Lasst uns nicht ängstlich wegschauen wenn es um den Tod geht..."

Am 5.11.2019 erlebten unsere zahlreichen Besucher eine wunderbare und anrührende Erzählbühne.

Dieses Mal drehten sich die einzelnen Beiträge um den großen Kreislauf von Leben und Tod, dem ja gerade im November auch in der christlichen Religion sowie weltweit in unterschiedlichen Bräuchen gedacht wird.


Dem Abend zugrunde lag der Gedanke. "Lasst uns nicht ängstlich wegschauen, wenn es um den Tod geht, sondern es als Aufruf zum Leben nehmen und dazu, an jene zu denken, welche einst hier waren."


Johanna Gerosch, Erzählerin und Leiterin der Erzählbühne eröffnete den Abend mit dem Märchen " Der Tod im Pflaumenbaum". Auf ihm wird der Tod gefangen gehalten, bis sich schließlich die Einsicht durchsetzt, dass man ihn doch lieber wieder frei lassen sollte, damit Altes absterben und neues Leben Einzug halten kann.

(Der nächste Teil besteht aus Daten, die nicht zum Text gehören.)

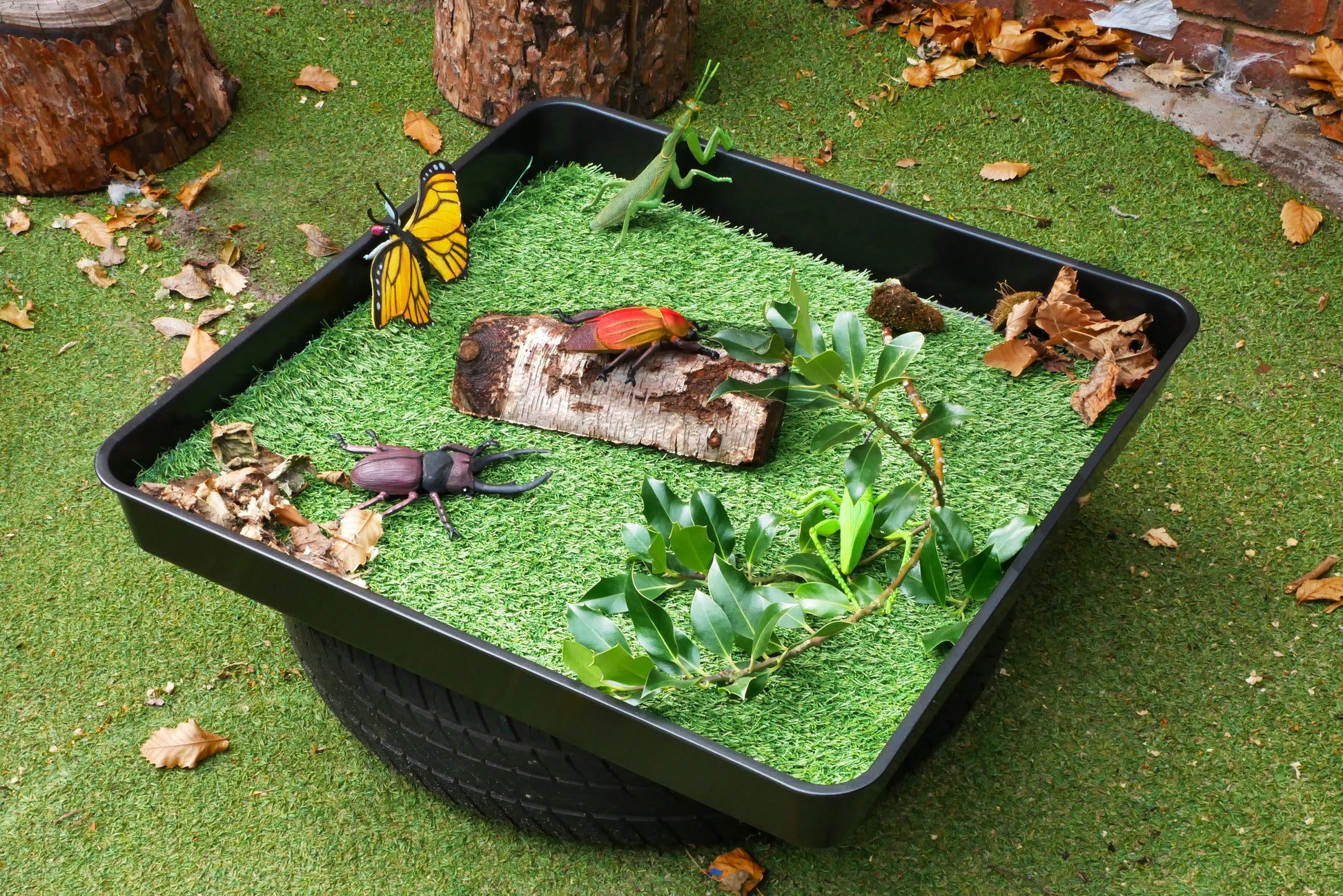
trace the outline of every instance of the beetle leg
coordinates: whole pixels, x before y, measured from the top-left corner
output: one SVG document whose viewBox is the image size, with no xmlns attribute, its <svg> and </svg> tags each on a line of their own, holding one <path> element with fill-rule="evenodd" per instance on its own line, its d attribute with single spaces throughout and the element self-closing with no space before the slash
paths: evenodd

Der 10-jährige Leander und die lebenserfahrene Hannelore Gerosch berichteten ihre Vorstellungen darüber, was nach dem Tod mit uns geschieht. Auch einige unserer Besucher teilten mit uns ihre Gedanken über Ihre Vorstellungen über das Leben nach dem Tode.


Unser Gast, der aus Mexiko stammende Theaterpädagoge Bernardo Sanchez brachte uns mexikanische Musik, Geschichten und Bräuche zum "dia de los muertos" mit.


Die Gäste hatten die Möglichkeit, einem mexikanischen Brauch folgend, etwas, was sie an einen verstorbenen Angehörigen erinnert in Gedanken an sie/ ihn auf einen Altar zu legen. Der Abend wurde durch die Ukulele Gruppe "SchlangenGift" unter Leitung von Holmer Grätsch und dem Chansonnier Marco Euent musikalisch bereichert. Willi Kuntze schenkte uns das Abschiedslied das sich sein Vater für seine eigene Beerdigung gewünscht hatte.